Sekilas Sasuke melirik Sakura, menangkap basah gadis itu tersenyum ke arahnya. Sudut bibirnya tertarik sedikit, membentu senyum tipis. "Jadi pagi ini kau tidak menangis lagi, eh?"

"Ng ..." Sakura menggeleng. Ia mengambil waktu menghirup air madunya—hangatnya membuat tenggorokannya yang sakit terasa nyaman dan madunya terasa enak di lidahnya yang pahit—sebelum melanjutkan, "Menangis terus juga tak ada gunanya, tidak akan membawaku ke mana-mana." Ia menghela napas, meletakkan cangkirnya di atas meja. "Mungkin kali ini aku kurang beruntung, tapi yang jelas setelah ini aku akan berusaha lebih keras.
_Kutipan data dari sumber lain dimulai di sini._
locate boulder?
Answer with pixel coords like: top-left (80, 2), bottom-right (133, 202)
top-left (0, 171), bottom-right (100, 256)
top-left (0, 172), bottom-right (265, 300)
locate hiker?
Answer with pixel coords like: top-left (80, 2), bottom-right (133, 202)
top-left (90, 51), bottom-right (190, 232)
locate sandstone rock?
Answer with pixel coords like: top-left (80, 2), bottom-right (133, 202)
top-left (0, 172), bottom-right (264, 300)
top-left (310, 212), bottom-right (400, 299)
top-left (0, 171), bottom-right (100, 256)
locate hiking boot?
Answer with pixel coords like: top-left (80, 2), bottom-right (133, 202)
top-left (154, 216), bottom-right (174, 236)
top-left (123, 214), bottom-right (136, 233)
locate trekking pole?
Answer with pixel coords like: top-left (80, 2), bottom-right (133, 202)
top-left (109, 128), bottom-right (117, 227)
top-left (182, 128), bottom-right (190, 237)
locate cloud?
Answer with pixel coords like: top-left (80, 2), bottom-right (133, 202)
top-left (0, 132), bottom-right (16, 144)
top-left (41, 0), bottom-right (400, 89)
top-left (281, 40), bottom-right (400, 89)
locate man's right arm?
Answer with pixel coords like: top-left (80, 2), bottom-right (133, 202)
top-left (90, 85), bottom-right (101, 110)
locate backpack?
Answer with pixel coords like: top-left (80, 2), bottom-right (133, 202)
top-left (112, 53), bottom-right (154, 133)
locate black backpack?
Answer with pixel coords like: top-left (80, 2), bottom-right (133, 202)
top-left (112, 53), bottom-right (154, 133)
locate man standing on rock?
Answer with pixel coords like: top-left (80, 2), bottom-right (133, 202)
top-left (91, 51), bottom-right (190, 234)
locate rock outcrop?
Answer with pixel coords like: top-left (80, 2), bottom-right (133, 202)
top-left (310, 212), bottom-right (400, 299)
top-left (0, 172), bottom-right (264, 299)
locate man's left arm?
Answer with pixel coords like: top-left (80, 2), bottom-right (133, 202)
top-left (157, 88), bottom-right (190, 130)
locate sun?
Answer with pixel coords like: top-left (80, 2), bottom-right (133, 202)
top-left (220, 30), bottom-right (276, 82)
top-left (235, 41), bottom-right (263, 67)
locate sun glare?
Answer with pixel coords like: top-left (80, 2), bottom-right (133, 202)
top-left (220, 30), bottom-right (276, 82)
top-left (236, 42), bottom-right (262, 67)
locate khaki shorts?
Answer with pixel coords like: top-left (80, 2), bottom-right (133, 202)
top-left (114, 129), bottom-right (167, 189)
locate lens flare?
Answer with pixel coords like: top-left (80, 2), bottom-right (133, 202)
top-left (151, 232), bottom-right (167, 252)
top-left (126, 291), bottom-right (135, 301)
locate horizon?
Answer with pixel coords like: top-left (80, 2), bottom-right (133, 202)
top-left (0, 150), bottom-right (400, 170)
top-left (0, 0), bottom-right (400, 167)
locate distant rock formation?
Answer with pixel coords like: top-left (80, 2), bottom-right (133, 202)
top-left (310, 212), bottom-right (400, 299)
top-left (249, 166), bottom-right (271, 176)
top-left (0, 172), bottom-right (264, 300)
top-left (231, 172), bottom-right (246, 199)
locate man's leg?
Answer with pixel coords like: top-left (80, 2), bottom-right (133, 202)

Dan aku tidak akan mengacaukannya lagi."

"Bagus," komentar Sasuke sambil mematikan kompor, lalu menuangkan bubur ke dalam mangkuk. "Hanya menangis dan berputus asa sama sekali bukan gayamu." Sasuke membawa bubur beras yang masih mengepulkan uap hangat itu ke meja, meletakkannya di depan Sakura. "Makanlah."
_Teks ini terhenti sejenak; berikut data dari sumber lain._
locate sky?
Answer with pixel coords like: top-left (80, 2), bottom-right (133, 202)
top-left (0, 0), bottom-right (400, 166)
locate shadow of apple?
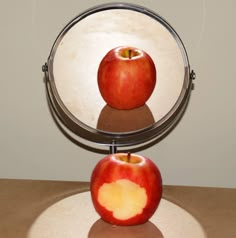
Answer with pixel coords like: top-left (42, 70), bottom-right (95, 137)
top-left (88, 219), bottom-right (164, 238)
top-left (97, 104), bottom-right (155, 132)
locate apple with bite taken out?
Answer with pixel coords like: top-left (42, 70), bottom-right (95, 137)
top-left (90, 153), bottom-right (162, 226)
top-left (97, 46), bottom-right (156, 110)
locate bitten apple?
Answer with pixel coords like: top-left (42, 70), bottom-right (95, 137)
top-left (97, 46), bottom-right (156, 110)
top-left (90, 153), bottom-right (162, 226)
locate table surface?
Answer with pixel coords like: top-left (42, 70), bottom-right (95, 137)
top-left (0, 179), bottom-right (236, 238)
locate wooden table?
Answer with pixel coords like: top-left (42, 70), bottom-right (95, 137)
top-left (0, 179), bottom-right (236, 238)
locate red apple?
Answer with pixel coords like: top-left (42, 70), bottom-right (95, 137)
top-left (98, 46), bottom-right (156, 110)
top-left (90, 153), bottom-right (162, 226)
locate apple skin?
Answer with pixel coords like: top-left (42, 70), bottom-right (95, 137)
top-left (97, 46), bottom-right (156, 110)
top-left (90, 153), bottom-right (162, 226)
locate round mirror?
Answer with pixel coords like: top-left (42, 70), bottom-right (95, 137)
top-left (43, 3), bottom-right (192, 149)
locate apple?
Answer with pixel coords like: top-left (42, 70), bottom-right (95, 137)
top-left (90, 153), bottom-right (162, 226)
top-left (97, 46), bottom-right (156, 110)
top-left (88, 219), bottom-right (164, 238)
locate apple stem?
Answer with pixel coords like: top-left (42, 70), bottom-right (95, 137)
top-left (127, 152), bottom-right (131, 163)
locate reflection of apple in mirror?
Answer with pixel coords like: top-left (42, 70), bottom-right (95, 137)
top-left (97, 104), bottom-right (155, 132)
top-left (97, 46), bottom-right (156, 110)
top-left (90, 153), bottom-right (162, 226)
top-left (88, 219), bottom-right (164, 238)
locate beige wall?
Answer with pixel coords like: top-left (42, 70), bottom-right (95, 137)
top-left (0, 0), bottom-right (236, 187)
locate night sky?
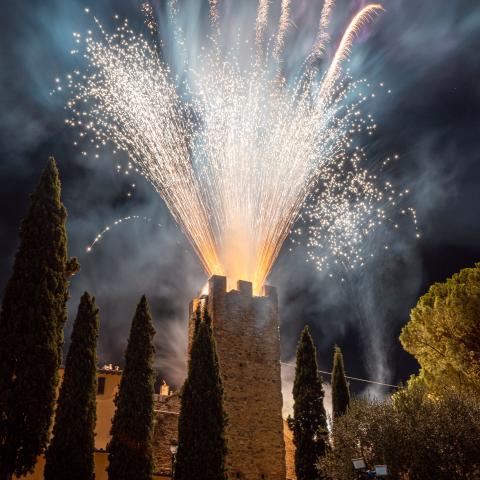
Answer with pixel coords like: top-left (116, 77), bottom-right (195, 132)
top-left (0, 0), bottom-right (480, 398)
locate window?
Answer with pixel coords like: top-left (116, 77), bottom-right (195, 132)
top-left (97, 377), bottom-right (106, 395)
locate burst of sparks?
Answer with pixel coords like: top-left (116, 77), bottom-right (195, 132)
top-left (62, 0), bottom-right (416, 293)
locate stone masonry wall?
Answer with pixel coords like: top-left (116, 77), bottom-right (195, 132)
top-left (193, 276), bottom-right (286, 480)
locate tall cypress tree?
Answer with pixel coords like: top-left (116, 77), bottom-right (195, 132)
top-left (44, 292), bottom-right (98, 480)
top-left (290, 326), bottom-right (327, 480)
top-left (107, 295), bottom-right (155, 480)
top-left (0, 158), bottom-right (78, 480)
top-left (332, 346), bottom-right (350, 420)
top-left (175, 309), bottom-right (227, 480)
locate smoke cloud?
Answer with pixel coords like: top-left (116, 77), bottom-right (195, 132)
top-left (0, 0), bottom-right (480, 394)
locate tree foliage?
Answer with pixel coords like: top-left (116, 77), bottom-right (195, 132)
top-left (44, 292), bottom-right (98, 480)
top-left (0, 158), bottom-right (78, 480)
top-left (400, 263), bottom-right (480, 394)
top-left (332, 346), bottom-right (350, 420)
top-left (175, 308), bottom-right (227, 480)
top-left (289, 326), bottom-right (327, 480)
top-left (107, 296), bottom-right (155, 480)
top-left (320, 385), bottom-right (480, 480)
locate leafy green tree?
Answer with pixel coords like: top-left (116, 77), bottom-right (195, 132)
top-left (289, 326), bottom-right (328, 480)
top-left (0, 158), bottom-right (78, 480)
top-left (332, 346), bottom-right (350, 420)
top-left (175, 309), bottom-right (227, 480)
top-left (400, 263), bottom-right (480, 395)
top-left (319, 384), bottom-right (480, 480)
top-left (44, 292), bottom-right (98, 480)
top-left (107, 296), bottom-right (155, 480)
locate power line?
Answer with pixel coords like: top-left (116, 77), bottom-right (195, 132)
top-left (280, 362), bottom-right (401, 388)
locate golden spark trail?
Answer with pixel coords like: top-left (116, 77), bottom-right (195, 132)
top-left (255, 0), bottom-right (271, 57)
top-left (273, 0), bottom-right (290, 60)
top-left (67, 0), bottom-right (398, 294)
top-left (310, 0), bottom-right (335, 63)
top-left (322, 4), bottom-right (384, 99)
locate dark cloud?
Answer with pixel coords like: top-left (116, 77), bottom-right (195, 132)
top-left (0, 0), bottom-right (480, 394)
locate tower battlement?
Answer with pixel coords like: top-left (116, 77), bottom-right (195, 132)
top-left (189, 275), bottom-right (285, 480)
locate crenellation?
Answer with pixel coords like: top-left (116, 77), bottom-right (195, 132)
top-left (165, 275), bottom-right (286, 480)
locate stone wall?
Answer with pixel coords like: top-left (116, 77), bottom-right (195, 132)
top-left (152, 393), bottom-right (180, 476)
top-left (192, 276), bottom-right (286, 480)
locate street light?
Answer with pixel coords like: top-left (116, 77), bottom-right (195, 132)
top-left (170, 438), bottom-right (178, 478)
top-left (375, 465), bottom-right (388, 477)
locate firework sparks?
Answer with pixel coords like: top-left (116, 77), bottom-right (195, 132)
top-left (85, 215), bottom-right (161, 253)
top-left (62, 0), bottom-right (416, 293)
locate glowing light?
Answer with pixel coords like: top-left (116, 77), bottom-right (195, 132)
top-left (62, 0), bottom-right (416, 293)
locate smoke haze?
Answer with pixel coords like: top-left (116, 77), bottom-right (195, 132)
top-left (0, 0), bottom-right (480, 400)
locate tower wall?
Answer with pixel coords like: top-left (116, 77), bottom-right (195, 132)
top-left (190, 276), bottom-right (286, 480)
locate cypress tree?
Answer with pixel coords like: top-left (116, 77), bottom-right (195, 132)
top-left (44, 292), bottom-right (98, 480)
top-left (332, 346), bottom-right (350, 420)
top-left (175, 309), bottom-right (227, 480)
top-left (107, 295), bottom-right (155, 480)
top-left (0, 158), bottom-right (78, 480)
top-left (290, 326), bottom-right (327, 480)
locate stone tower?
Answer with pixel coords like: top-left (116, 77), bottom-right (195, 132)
top-left (189, 275), bottom-right (286, 480)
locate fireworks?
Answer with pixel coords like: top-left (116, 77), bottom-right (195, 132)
top-left (62, 0), bottom-right (416, 293)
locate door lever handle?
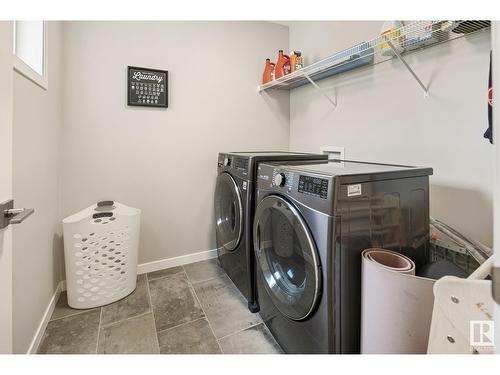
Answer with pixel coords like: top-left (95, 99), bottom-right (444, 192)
top-left (0, 199), bottom-right (35, 229)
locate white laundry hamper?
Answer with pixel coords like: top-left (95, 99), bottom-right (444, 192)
top-left (63, 201), bottom-right (141, 309)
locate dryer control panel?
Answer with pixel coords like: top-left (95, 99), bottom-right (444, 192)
top-left (297, 175), bottom-right (328, 199)
top-left (271, 169), bottom-right (294, 191)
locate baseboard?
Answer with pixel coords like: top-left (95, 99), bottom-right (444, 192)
top-left (137, 249), bottom-right (217, 275)
top-left (27, 281), bottom-right (66, 354)
top-left (27, 249), bottom-right (217, 354)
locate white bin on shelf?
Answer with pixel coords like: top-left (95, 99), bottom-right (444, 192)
top-left (63, 201), bottom-right (141, 309)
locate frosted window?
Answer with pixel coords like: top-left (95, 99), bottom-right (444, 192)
top-left (14, 21), bottom-right (44, 76)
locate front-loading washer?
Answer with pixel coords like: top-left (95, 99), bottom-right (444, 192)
top-left (214, 151), bottom-right (328, 312)
top-left (253, 161), bottom-right (432, 353)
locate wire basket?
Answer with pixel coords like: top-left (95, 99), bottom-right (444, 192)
top-left (429, 239), bottom-right (479, 275)
top-left (63, 201), bottom-right (141, 309)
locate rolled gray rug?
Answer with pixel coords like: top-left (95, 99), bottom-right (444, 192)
top-left (361, 249), bottom-right (434, 354)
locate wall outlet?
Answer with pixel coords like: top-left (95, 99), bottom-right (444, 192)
top-left (319, 146), bottom-right (345, 160)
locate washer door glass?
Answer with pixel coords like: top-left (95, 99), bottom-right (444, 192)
top-left (215, 173), bottom-right (243, 251)
top-left (254, 195), bottom-right (321, 320)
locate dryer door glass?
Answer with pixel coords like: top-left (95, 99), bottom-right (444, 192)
top-left (254, 195), bottom-right (321, 320)
top-left (215, 173), bottom-right (243, 251)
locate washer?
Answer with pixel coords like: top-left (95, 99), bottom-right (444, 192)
top-left (253, 161), bottom-right (432, 353)
top-left (214, 151), bottom-right (328, 312)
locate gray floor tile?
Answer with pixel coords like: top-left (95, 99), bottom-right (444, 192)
top-left (149, 272), bottom-right (204, 331)
top-left (50, 292), bottom-right (94, 320)
top-left (102, 275), bottom-right (151, 324)
top-left (158, 319), bottom-right (221, 354)
top-left (183, 259), bottom-right (225, 284)
top-left (38, 309), bottom-right (101, 354)
top-left (194, 276), bottom-right (262, 338)
top-left (148, 266), bottom-right (184, 280)
top-left (219, 323), bottom-right (283, 354)
top-left (97, 313), bottom-right (159, 354)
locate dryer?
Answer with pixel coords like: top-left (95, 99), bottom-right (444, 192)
top-left (253, 161), bottom-right (432, 353)
top-left (214, 151), bottom-right (328, 312)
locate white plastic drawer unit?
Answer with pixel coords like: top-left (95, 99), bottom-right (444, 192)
top-left (63, 201), bottom-right (141, 309)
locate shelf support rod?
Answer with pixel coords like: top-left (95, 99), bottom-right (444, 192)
top-left (302, 73), bottom-right (337, 109)
top-left (387, 40), bottom-right (429, 96)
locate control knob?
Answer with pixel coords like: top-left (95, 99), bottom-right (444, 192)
top-left (274, 173), bottom-right (286, 186)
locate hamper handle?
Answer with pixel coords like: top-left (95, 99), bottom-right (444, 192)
top-left (97, 201), bottom-right (115, 207)
top-left (92, 212), bottom-right (113, 219)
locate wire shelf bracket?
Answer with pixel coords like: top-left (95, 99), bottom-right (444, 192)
top-left (387, 40), bottom-right (429, 97)
top-left (303, 72), bottom-right (337, 109)
top-left (257, 20), bottom-right (491, 108)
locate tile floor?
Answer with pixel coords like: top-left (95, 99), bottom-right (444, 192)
top-left (38, 259), bottom-right (282, 354)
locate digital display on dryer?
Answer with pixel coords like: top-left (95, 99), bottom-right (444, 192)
top-left (234, 158), bottom-right (248, 170)
top-left (298, 176), bottom-right (328, 199)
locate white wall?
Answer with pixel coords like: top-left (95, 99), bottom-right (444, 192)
top-left (289, 22), bottom-right (493, 245)
top-left (62, 22), bottom-right (289, 263)
top-left (13, 22), bottom-right (62, 353)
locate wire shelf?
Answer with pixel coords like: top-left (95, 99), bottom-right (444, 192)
top-left (258, 21), bottom-right (490, 94)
"Arigato. Aku tidak tahu Sasuke-kun bisa membuat bubur," kata Sakura, melempar pandang nakal pada kekasihnya.

"Kalau cuma bubur, aku juga bisa," sahut Sasuke datar, lalu kembali ke dapur menyeduh kopi untuk dirinya sendiri setelah sebelumnya melepas celemek dan menggantungnya pada tempatnya semula. "Tak perlu banyak bicara, makan saja. Setelah itu minum obatmu."
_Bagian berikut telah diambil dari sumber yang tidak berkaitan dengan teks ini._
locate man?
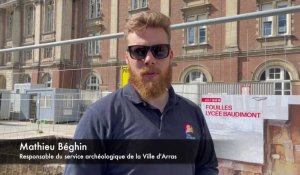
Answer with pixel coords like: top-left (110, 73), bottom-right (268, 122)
top-left (65, 12), bottom-right (218, 175)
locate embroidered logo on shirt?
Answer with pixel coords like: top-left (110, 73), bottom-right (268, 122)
top-left (184, 124), bottom-right (195, 139)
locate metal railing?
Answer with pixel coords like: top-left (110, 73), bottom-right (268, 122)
top-left (0, 6), bottom-right (300, 53)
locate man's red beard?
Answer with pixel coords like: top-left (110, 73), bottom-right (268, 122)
top-left (129, 65), bottom-right (172, 100)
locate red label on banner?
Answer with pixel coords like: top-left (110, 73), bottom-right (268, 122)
top-left (202, 98), bottom-right (221, 102)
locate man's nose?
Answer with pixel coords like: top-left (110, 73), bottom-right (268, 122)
top-left (144, 50), bottom-right (156, 65)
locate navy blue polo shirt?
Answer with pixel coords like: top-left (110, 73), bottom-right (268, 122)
top-left (65, 84), bottom-right (218, 175)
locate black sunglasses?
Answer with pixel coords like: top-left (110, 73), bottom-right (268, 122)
top-left (127, 44), bottom-right (170, 60)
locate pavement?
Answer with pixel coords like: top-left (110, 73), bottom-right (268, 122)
top-left (0, 120), bottom-right (77, 140)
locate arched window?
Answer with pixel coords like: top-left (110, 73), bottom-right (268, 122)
top-left (45, 0), bottom-right (54, 32)
top-left (184, 70), bottom-right (207, 83)
top-left (42, 73), bottom-right (52, 87)
top-left (86, 75), bottom-right (100, 91)
top-left (21, 74), bottom-right (31, 83)
top-left (260, 67), bottom-right (291, 95)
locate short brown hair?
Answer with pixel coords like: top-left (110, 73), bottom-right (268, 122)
top-left (125, 11), bottom-right (171, 42)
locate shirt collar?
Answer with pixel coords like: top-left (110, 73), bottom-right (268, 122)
top-left (123, 83), bottom-right (178, 105)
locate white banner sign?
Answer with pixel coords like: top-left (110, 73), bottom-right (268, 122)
top-left (201, 95), bottom-right (289, 164)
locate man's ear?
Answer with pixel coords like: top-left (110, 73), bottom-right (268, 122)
top-left (169, 49), bottom-right (174, 63)
top-left (125, 51), bottom-right (130, 65)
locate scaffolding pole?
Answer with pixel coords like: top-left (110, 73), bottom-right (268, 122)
top-left (0, 6), bottom-right (300, 53)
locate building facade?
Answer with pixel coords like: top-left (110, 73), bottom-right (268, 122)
top-left (0, 0), bottom-right (300, 174)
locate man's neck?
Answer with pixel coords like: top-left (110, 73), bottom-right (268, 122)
top-left (145, 91), bottom-right (169, 113)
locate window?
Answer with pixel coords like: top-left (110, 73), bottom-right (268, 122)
top-left (260, 67), bottom-right (291, 95)
top-left (40, 95), bottom-right (52, 108)
top-left (186, 15), bottom-right (207, 45)
top-left (45, 0), bottom-right (54, 32)
top-left (261, 1), bottom-right (288, 37)
top-left (277, 2), bottom-right (287, 35)
top-left (44, 47), bottom-right (53, 58)
top-left (262, 4), bottom-right (273, 36)
top-left (42, 73), bottom-right (52, 87)
top-left (5, 52), bottom-right (12, 63)
top-left (24, 5), bottom-right (34, 35)
top-left (21, 74), bottom-right (31, 83)
top-left (88, 0), bottom-right (101, 19)
top-left (64, 94), bottom-right (73, 108)
top-left (88, 33), bottom-right (100, 56)
top-left (23, 50), bottom-right (32, 62)
top-left (184, 70), bottom-right (207, 83)
top-left (86, 75), bottom-right (99, 91)
top-left (6, 12), bottom-right (14, 39)
top-left (131, 0), bottom-right (147, 10)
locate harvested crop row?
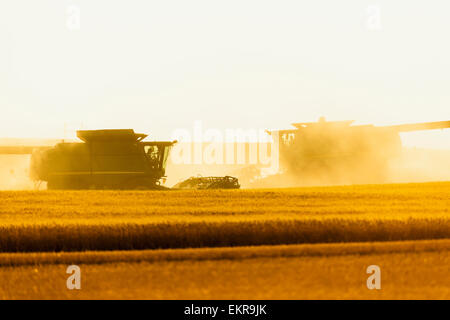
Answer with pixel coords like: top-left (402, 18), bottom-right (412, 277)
top-left (0, 219), bottom-right (450, 252)
top-left (0, 183), bottom-right (450, 252)
top-left (0, 239), bottom-right (450, 267)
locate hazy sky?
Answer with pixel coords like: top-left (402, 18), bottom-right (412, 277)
top-left (0, 0), bottom-right (450, 148)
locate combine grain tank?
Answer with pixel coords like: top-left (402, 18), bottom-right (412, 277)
top-left (268, 118), bottom-right (450, 183)
top-left (30, 129), bottom-right (175, 189)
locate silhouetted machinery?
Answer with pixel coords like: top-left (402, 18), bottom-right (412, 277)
top-left (272, 118), bottom-right (450, 183)
top-left (30, 129), bottom-right (176, 189)
top-left (173, 176), bottom-right (241, 190)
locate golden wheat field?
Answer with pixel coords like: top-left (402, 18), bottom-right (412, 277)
top-left (0, 183), bottom-right (450, 252)
top-left (0, 182), bottom-right (450, 299)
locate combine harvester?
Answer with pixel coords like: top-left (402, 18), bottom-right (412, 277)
top-left (269, 118), bottom-right (450, 184)
top-left (26, 129), bottom-right (176, 190)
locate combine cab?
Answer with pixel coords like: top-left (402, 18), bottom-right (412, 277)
top-left (270, 118), bottom-right (450, 184)
top-left (30, 129), bottom-right (176, 189)
top-left (173, 176), bottom-right (240, 190)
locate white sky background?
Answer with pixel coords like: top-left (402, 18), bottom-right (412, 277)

Sekali lagi, bak anak baik Sakura menuruti kata-kata kekasihnya. Diraihnya sendok porselen dari tatakannya dan mulai makan perlahan-lahan. Rasanya tidak enak—Sakura hanya bisa merasakan garam di dalamnya, tak ada rasa lain, dan buburnya belum matang. Ternyata Sasuke memang tidak bisa masak. Namun Sakura tetap memakannya, untuk menghargai usaha kekasihnya. Sasuke yang tidak bisa masak, rela masuk ke dapur hanya untuk membuatkannya sesuatu yang bisa dimakan. Memikirkan itu, disuruh menelan batu sekali pun ia sanggup.

"Ne, Sasuke-kun, kau tidak ke kantor?" tanya Sakura kemudian, setelah Sasuke menduduki kursi di seberang meja, menyesap kopi sambil membaca surat kabar yang entah didapatnya dari mana—Sakura jelas tidak berlangganan harian bisnis. Ia hanya berlangganan majalah musik—"Sudah jam sembilan lho," tambahnya, mengerling jam dinding di seberang ruangan.

"Hn," gumam Sasuke tanpa mengalihkan pandangannya dari lembar surat kabar yang tengah dibacanya.

Sakura menggembungkan pipinya. Sasuke bisa sangat menyebalkan kalau ia mau. Seperti saat ini, ia kerap memberikan jawaban yang singkat dan tidak jelas jika ditanya. Hn, aa, hm—entah apa itu artinya, Sakura bukan penerjemah bahasa alien.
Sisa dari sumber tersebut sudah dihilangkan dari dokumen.